Palliative care is an approach to improve quality of life in patients with life-limiting diseases. The sudden nature of such conditions involves emergency providers as the first responders, who have roles in delivering appropriate care to meet patients' needs. In this study, we evaluated whether previous experience in palliative care among paramedic students could affect their decision-making skills in prehospital work.

METHODS

This questionnaire-based prospective cross-sectional study was conducted from October 2019 to November 2020. We compared two groups of paramedic students in a tertiary hospital in Bangkok, Thailand. The class of 2019 did not attend palliative care courses and the class of 2020 completed a 2-week course regarding in-hospital palliative care services.
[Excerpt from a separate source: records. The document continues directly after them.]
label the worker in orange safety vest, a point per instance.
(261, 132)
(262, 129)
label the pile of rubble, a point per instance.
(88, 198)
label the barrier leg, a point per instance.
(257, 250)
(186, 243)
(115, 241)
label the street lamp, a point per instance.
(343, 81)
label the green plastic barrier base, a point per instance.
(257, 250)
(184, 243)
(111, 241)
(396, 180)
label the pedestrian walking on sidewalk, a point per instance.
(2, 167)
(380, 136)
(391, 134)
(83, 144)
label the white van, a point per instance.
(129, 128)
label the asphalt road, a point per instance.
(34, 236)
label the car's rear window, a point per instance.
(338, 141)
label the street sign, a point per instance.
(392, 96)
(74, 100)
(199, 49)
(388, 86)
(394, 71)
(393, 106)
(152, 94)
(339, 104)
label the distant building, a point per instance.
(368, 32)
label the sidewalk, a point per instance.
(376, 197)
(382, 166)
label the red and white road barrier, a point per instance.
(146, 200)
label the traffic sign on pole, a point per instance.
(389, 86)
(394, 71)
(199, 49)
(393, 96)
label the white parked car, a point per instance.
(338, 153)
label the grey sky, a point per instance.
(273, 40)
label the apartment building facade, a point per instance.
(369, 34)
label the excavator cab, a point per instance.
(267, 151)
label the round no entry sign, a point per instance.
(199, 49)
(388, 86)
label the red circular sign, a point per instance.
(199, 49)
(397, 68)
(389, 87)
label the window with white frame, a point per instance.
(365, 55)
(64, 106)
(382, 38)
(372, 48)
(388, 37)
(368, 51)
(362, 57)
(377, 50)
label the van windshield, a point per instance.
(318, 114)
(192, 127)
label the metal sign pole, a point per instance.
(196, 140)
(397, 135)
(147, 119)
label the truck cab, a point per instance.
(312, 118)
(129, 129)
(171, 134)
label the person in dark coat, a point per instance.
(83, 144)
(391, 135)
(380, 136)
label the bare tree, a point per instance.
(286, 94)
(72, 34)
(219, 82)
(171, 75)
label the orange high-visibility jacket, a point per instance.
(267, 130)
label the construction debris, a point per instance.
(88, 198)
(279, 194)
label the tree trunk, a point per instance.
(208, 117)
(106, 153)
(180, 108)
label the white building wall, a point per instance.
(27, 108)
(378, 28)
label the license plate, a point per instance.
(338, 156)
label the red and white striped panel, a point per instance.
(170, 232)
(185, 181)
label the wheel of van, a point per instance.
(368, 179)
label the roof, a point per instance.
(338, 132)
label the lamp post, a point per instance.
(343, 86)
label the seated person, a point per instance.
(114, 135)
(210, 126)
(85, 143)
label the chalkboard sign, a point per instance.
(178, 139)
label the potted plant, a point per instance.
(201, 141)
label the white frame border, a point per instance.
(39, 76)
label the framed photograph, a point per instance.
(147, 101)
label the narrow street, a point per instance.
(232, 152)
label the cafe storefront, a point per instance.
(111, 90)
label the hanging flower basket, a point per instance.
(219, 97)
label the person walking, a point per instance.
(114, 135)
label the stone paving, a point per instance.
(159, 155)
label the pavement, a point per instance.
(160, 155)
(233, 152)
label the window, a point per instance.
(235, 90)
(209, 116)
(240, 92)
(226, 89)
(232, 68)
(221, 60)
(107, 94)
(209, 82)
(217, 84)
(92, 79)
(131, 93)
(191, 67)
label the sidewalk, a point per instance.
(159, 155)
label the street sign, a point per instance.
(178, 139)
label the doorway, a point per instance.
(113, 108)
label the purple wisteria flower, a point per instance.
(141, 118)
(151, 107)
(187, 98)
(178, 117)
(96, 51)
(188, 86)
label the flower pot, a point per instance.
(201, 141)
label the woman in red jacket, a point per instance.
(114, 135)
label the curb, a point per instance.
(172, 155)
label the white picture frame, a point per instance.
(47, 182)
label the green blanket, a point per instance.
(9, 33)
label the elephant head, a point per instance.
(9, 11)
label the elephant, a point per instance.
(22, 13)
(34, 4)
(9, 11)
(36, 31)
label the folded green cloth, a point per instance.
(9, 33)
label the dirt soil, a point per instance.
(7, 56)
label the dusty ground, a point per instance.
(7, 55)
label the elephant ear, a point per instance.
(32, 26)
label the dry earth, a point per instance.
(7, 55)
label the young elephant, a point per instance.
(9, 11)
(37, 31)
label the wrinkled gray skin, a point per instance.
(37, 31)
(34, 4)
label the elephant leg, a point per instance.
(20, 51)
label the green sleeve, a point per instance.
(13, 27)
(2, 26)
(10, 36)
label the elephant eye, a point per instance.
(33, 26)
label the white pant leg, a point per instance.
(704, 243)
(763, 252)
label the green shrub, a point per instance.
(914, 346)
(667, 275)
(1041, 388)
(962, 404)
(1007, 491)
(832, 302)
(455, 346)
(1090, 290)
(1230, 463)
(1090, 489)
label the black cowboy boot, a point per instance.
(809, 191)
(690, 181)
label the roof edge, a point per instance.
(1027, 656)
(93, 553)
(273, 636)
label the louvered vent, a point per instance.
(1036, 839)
Questionnaires including rating scales and checklists and involving cases with and without malignancy were completed via a web-based data collection form. The reliability of the questionnaire was tested. Decision-making skills were categorized into seven domains comprising life-sustaining treatment, withholding or withdrawing life-sustaining treatment, advance care planning, self-autonomy, decision-making capacity and surrogate decision-makers, prehospital dyspnea management, and communication skills.

RESULTS

Among 57 paramedics, 52 (91%) completed the questionnaire. There was no significant difference in decision-making between the two groups in all seven domains (p>0.050). Overall, participants more often recognized patients who were eligible for palliative care and made more decisions to withhold or withdraw life-sustaining treatment when patients had advanced malignancy than in cases of non-malignancy (100% and 84.6% respectively, p=0.006).

CONCLUSION

Our findings showed that the decision-making process for patients regarding prehospital palliative care was not significantly different between two groups of emergency personnel with and without in-hospital palliative care experience.

摘要

目的

姑息治疗是一种提高患有危及生命疾病患者生活质量的方法。此类疾病的突发性使急救人员成为首要响应者,他们在提供适当护理以满足患者需求方面发挥着作用。在本研究中,我们评估了护理专业学生先前的姑息治疗经验是否会影响他们在院前工作中的决策技能。

方法

这项基于问卷的前瞻性横断面研究于2019年10月至2020年11月进行。我们比较了泰国曼谷一家三级医院的两组护理专业学生。2019级学生未参加姑息治疗课程,2020级学生完成了为期两周的院内姑息治疗服务课程。通过基于网络的数据收集表完成了包括评分量表和检查表的问卷,问卷涉及有和没有恶性肿瘤的病例。对问卷的信度进行了测试。决策技能分为七个领域,包括维持生命治疗、停止或撤销维持生命治疗、预先护理计划、自我自主权、决策能力和替代决策者、院前呼吸困难管理以及沟通技能。

结果

在57名护理人员中,52名(91%)完成了问卷。两组在所有七个领域的决策方面均无显著差异(p>0.050)。总体而言,与非恶性肿瘤病例相比,当患者患有晚期恶性肿瘤时,参与者更常识别出符合姑息治疗条件的患者,并且做出更多停止或撤销维持生命治疗的决定(分别为100%和84.6%,p=0.006)。

结论

我们的研究结果表明,对于院前姑息治疗患者的决策过程,在有和没有院内姑息治疗经验的两组急救人员之间没有显著差异。